As for water across Highway 170, “Water had only started to cross the road near the village disposal plant Sunday forenoon but already the plant was completely surrounded by water and the power had been shut off.”
The article on the front page of the April 15, 1965, edition of the Colfax Messenger included the headline, “Red Cedar River Forces Rivers Bend Residents to Move Out.”
“Not since April of 1934 has the Red Cedar River been on such a rampage as it was Sunday and Monday of this week. Everyone expected that high waters would be troublesome this spring because of all the ice that has covered the ground since Christmastime and the heavy snows which followed.
“But as the early days of spring kept moving by with just enough warming each day for slow melting, fears of high waters slowly diminished. Sunday afternoon, the Red Cedar decided it was time for going over its banks and within just a couple of hours, waters had raised to such an extent that the eastern portion of the road to River’s Bend became flooded.
“Heaviest water crossing the road was right near the village disposal plant, and it wasn’t long before the basement of the building was flooded. Attempts were made to keep the basement dry by pumping but the flow of water was too heavy for success in that venture.
“In the early afternoon as the waters continued to rise, decisions were made to evacuate all residents of Rivers Bend. Removed from the danger area were G.A. Burri, Jim Corey, Alvin Gullickson, and the following families: Fred Wrights; Harvey Harms; Joe Satters; Robert Mittelstadts; Mrs. Theodore Tande,; Russell Pauls; Earl Skellys; Edwin Schanens; Ausman Fjelstads; Gunda Gulllickson; Myron Hills; Ausman Quevillons; the Forest Ferrys; and Clarence Nerisons.
“For the most part, water did not enter the houses in Rivers Bend but basements were flooded, and that means a good deal of cleanup for the residents there.
“Because of flood conditions north of Colfax, those living on the west side of the river were required to drive to Lamb’s Creek in order to reach Colfax.

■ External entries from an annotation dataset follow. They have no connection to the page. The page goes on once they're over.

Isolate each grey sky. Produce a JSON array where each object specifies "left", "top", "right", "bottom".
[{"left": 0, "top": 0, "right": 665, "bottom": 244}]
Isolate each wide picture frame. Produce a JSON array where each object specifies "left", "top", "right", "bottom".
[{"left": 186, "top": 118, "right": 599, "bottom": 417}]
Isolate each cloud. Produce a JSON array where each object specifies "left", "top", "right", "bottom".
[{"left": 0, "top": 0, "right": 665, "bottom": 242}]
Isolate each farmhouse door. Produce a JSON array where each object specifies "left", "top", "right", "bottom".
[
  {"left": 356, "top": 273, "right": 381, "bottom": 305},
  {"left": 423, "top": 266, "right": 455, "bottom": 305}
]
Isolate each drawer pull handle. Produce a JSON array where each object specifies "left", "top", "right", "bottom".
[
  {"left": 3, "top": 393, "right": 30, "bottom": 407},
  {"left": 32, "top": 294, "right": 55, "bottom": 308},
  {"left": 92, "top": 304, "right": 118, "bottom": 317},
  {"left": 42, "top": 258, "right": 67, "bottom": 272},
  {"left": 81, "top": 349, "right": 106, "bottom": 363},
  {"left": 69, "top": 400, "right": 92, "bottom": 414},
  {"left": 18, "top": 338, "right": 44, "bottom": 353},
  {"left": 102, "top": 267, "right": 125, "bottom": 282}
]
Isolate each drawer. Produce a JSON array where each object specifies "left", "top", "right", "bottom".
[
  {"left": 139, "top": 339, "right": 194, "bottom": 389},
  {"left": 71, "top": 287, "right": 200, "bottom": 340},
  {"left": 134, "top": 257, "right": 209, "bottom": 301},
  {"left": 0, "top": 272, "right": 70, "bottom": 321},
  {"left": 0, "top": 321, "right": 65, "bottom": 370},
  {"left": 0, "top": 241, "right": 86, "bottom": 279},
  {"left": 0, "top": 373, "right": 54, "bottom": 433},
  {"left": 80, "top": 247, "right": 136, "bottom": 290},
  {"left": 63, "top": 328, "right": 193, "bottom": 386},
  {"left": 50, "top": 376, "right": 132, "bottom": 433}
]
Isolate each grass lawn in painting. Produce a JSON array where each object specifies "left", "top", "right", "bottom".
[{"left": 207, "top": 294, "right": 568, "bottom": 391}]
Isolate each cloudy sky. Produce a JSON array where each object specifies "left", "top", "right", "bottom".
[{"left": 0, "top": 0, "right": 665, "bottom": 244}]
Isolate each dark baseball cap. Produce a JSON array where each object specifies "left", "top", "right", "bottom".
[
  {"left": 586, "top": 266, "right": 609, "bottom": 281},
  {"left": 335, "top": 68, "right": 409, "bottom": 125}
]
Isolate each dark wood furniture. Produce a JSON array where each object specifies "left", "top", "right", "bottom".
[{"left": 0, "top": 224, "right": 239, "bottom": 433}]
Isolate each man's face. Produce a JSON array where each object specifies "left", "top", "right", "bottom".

“At one time waters across CTH M just north of the Hans Jorgenson farm threatened to stop traffic. Especially on Sunday was this true with those waters merely running into the road from fields and hills to the east. Water crossed the road on the west side of the 22-Mile Ford Bridge, and it was impossible to travel Highway 64. The road in Sand Creek also was blocked by water.”
The April 29, 1965, edition of the Messenger reported that Harry E. Hill, village president, had written a letter to Congressman O’Konski about the flooding and seeking federal aid for the wastewater treatment plant.
Flood waters flowed into the disposal plant and submerged all furnaces, motors, electrical equipment and anything else located there.
According to O’Konski’s letter back to Hill, “Before Federal funds can be made available to Wisconsin, requests for disaster funds must be approved by the President. Governor Knowles sent a request for Federal funds last Monday … After the Wisconsin Disaster Plan has been approved, advertisements will appear in the newspaper and on television stating the time and place of the meetings to explain the program, to explain the application forms and to help County, City and Village officials to fill them out.”
The next edition of the Messenger reported that Harry Hill, Charles Swartz, Harold Holman and Noel Hilson attended the flood disaster meeting in LaCrosse on April 29.
Snow and frost
The June 3, 1965, edition of the Messenger reports snow and frost:
“With cold northwest winds prevailing from Wednesday until Saturday, natives were not the least surprised on Thursday and Friday to see flakes of snow making their way earthward. Rumors were around that one more snowfall was to be expected this spring, so maybe the new flakes that did arrive can be considered the final snow for this spring.
“On Saturday morning, May 29, a rather heavy frost covered the ground, and many vegetable plans and berry blossoms were damaged.”